FRANK OCEAN: Pink + White
Frank needs no introduction, having released Blonde, arguably one of the best albums of the decade, just a few months ago. Anyone that’s still wondering what the fuss is all about is advised to check out Pink + White, a stunning pop piano ballad that showcases the man’s singular vocal talent. A soul legend for the 21st century.
BE CHARLOTTE: Machines That Breathe
Record companies are reportedly falling over themselves to catch one of Charlotte Brimner’s live shows, desperate to discover if this songwriter from Dundee really is the stick-on pop-star-in-the-making so many say she is. One listen to Machines That Breathe suggest the hype is real.
THE FALL: Touch Sensitive
Having released no less than 31 studio albums as of 2015, The Fall are a band many music fans struggle to comprehend. But ignore the legends surrounding frontman Mark E Smith and look to this pop gem for an understanding of why this band have survived – in numerous different incarnations – since 1976. Touch Sensitive is a gloriously upbeat number for a band famed for being ever so slightly intimidating.
KRAFTWERK: Trans-Europe Express
Following the indulgence of Christmas, January is the month many people optimistically sign-up for gym memberships or take up jogging. For inspiration to get off the couch, is there any better track than this 1977 electro classic? You can’t sit still when that mechanised rhythm kicks-in.
PARQUET COURTS: Human Performance
Parquet Courts follow a long-line of spiky, sardonic art-rock bands from New York City – the kind of guys you’d like to know if you could only understand their reference-heavy conversations. But the real stand-out of their sixth album, released last year, was its surprising title track – an emotionally honest and at times vulnerable lament on break-up.

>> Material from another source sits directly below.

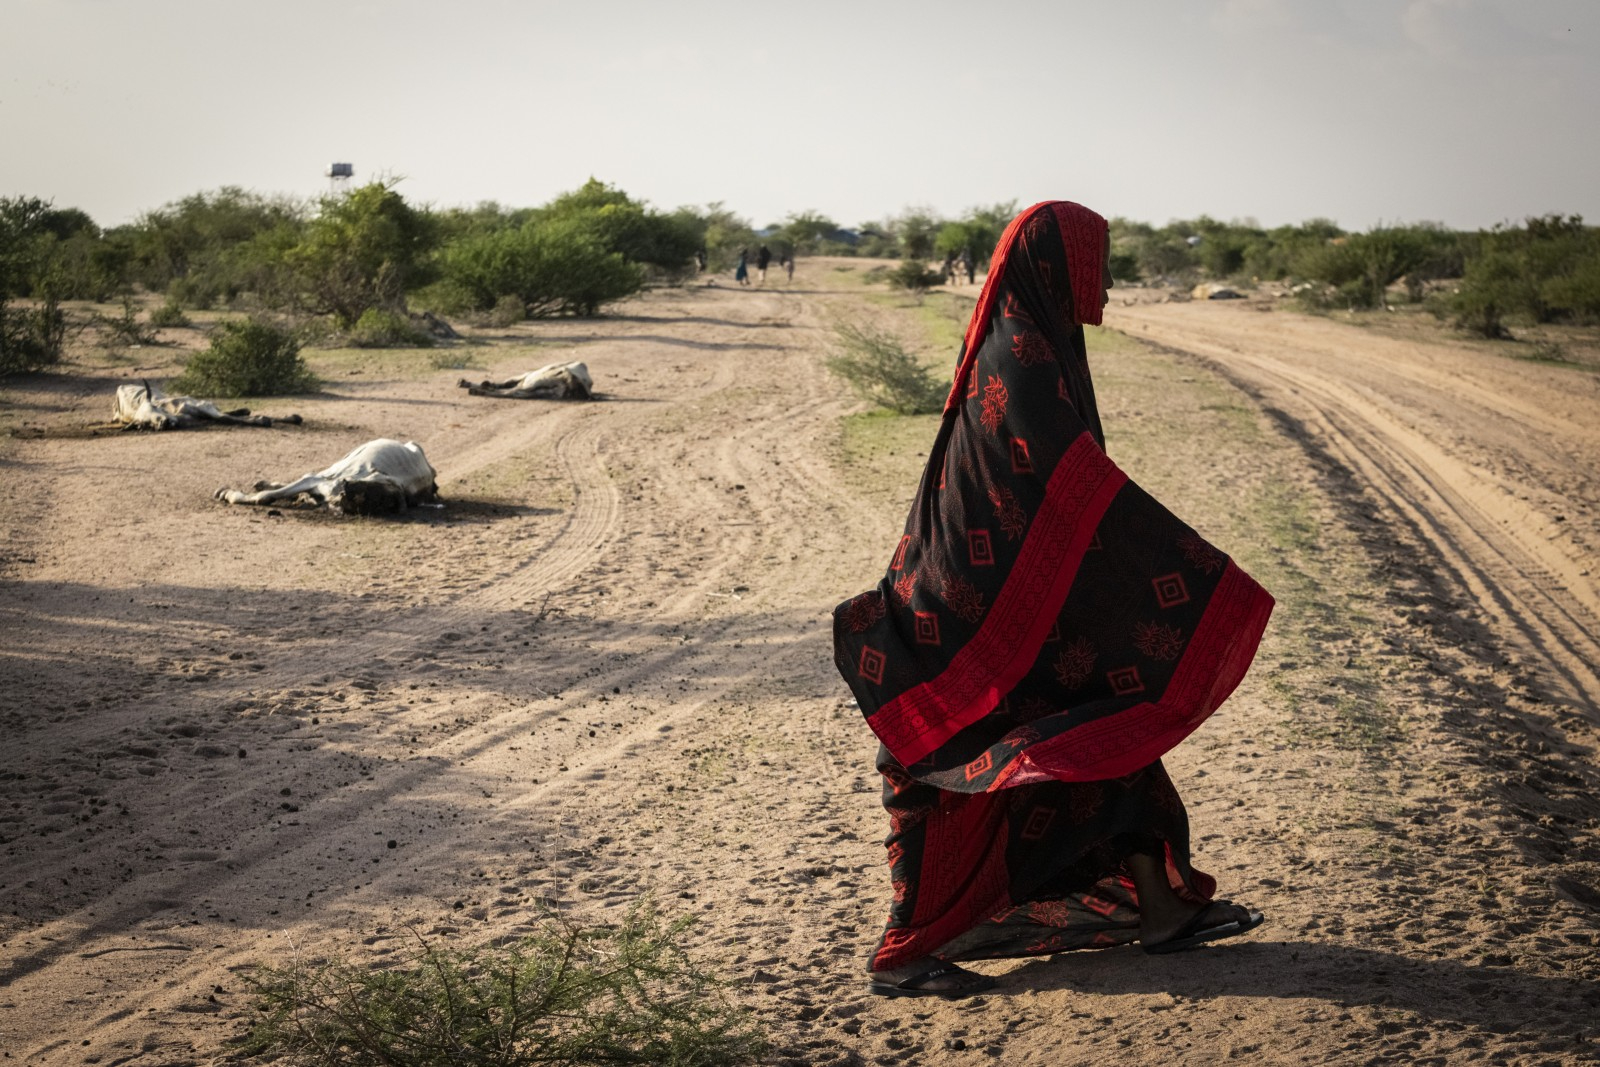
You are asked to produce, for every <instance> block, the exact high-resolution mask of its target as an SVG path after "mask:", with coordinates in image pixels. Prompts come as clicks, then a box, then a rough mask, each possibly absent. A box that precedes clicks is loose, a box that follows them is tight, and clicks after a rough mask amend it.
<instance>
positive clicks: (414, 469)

AMY WINEHOUSE: Back to Black
It’s saddening to think it’s been almost six years since Amy Winehouse, the siren of Camden Town, died in such tragic circumstances. The release of a critically-acclaimed documentary of her life has fuelled renewed interest in her wor. The title track of her best-selling album loses none of its power, despite repeated plays on commercial radio and in karaoke bars around the world, and reminds us why we all cared in the first place.